Governing Challenges in Afghanistan

The Century Foundation produces some of the most progressive research on Afghanistan.  Recently, the Center for American Progress held a round table to discuss a Century Report with the authors Marika Theros and Mary Kaldor.  Their paper entitled Building Afghan Peace from the Ground Up describes three obstacles, which the international community must surmount in Afghanistan: chronic insecurity, lack of rule of law, and a failure to engage civil society.

The Good:  Theros and Kaldor have an excellent explanation of governing challenges.  Their depiction of how average Afghans view the conflict is a helpful addition to other research on the topic:

Many Afghans perceive the current insecurity less as a conflict between the government and international allies on the one side and Taliban and al Qaeda on the other, and more as a mutual enterprise in which various actors collude in predatory and criminal behavior.”

They point out that this problem is exacerbated by the International Security Assistance Force’s (ISAF) reliance of local strong men and networks of “power-holders” who lack legitimacy in communities and are part of an ingrained kleptocracy in many cases.  A similar conclusion was reached by Michael Hastings, in his latest profile of General Petreaus in Rolling Stone magazine and by a recent article for by Dexter Filkins in the New Yorker.  The New Yorker article, in particular, depicted a government system best described as a pyramid scheme.  Karzai’s closest associates are at the top of the pyramid, collecting cash from individuals below them on the totem-pole such as the midlevel bureaucrats and bribes from the country’s major financial institutions.  At the bottom of the pyramid are the majority of the Afghan people, who are victimized by their government.  It is no wonder the national police force, a symbol of the state’s corruption, is almost as unpopular in Pashtun belt as the Taliban.

The problems the Century Foundations identifies are real, and their willingness to make bold recommendations, including calling for the arrest of fifty of the most predatory political leaders in Afghanistan should be commended.

The Bad

Some of their recommendations have repercussions that are not explored in this document.   At the risk of an oversimplification, the Century Foundation recommends removing the bad leaders and predatory government networks (possibly by having leaders arrested) and replacing them with good leaders and positive civil-society networks.  This sounds good, but the governance problem is complex and there are at least half a dozen potential pit-falls.
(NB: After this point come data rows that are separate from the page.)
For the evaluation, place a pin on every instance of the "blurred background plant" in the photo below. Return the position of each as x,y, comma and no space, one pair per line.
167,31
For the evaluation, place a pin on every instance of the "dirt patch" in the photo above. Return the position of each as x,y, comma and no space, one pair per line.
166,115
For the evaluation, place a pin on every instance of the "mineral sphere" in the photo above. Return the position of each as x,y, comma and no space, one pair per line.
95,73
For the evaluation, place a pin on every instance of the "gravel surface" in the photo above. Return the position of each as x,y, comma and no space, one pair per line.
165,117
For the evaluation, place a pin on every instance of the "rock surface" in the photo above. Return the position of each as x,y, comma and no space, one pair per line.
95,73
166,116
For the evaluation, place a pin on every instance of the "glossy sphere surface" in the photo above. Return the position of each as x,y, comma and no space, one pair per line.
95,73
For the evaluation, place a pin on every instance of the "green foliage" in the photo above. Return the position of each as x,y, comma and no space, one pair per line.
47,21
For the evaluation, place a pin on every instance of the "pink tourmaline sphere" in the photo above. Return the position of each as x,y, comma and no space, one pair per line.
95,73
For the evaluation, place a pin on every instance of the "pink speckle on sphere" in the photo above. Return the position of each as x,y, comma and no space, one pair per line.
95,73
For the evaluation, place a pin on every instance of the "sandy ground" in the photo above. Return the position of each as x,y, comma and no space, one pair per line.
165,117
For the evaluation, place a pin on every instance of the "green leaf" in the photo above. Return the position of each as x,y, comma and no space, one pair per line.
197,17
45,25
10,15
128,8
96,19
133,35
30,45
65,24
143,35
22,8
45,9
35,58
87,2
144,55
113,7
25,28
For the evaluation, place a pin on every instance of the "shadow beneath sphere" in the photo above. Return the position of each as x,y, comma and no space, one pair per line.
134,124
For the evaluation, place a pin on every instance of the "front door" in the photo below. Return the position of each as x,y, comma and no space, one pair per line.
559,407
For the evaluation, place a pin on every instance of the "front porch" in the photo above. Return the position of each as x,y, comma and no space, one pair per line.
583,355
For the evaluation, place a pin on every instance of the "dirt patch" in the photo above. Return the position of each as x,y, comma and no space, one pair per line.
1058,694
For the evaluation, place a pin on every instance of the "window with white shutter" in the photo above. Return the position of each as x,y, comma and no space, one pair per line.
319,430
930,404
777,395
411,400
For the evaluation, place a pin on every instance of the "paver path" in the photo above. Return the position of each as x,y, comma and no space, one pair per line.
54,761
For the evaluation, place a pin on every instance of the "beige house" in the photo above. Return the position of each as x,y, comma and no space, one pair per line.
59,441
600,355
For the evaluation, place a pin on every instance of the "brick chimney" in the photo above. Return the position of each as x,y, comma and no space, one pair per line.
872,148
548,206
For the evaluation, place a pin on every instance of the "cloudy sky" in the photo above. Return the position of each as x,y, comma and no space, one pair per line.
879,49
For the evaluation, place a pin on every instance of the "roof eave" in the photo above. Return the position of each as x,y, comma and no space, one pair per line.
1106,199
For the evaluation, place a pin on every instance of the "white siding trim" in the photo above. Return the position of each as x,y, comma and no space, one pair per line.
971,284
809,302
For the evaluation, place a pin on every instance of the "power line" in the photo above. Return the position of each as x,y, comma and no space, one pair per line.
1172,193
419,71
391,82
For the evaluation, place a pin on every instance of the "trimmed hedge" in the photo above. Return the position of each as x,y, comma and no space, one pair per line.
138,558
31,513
1.        Removing the bad leaders might impact the U.S.’s military objectives.  We rely on these networks for various services including intelligence and security.  Furthermore, they’re armed and may not take kindly to having their leaders arrested.  This policy could lead to more local “leaders” turning to or into the insurgents.

2.       How do you remove the bad leaders?  The U.S. does not have the authority to arrest the most corrupt Afghans.  Meanwhile, Karzai has every incentive to keep these predatory networks around as they help him remain in power.

3.       Arresting a leader may not impact how these networks operate.  A leader can, after all, be replaced.  Why would the current government put in place institutions which would undermine their ability to profit from the local population?

4.       How do you identify the “good leaders” and civil society networks and empower them?  Village politics is as complex and divisive as national politics.  This policy may end up empowering one group at the expense of others, despite our good intentions.

5.       Keeping forces in sensitive southern regions, but ending “offensive operations” may simply allow the insurgents to regain the offensive.  It also presumes that troop behavior and not foreign occupation is the cause of the violence.

6.       Creating space for civil society is difficult in a conflict when civil society is often unarmed and at the mercy of armed groups on both sides.  This dynamic needs to be reversed, and probably the only solution is a broad reconciliation with both local Talibs and the leaders of the Quetta Shura and Haqqani networks.

The Century Foundation recommendations are not necessarily bad, but more work needs to be done to address these and other issues.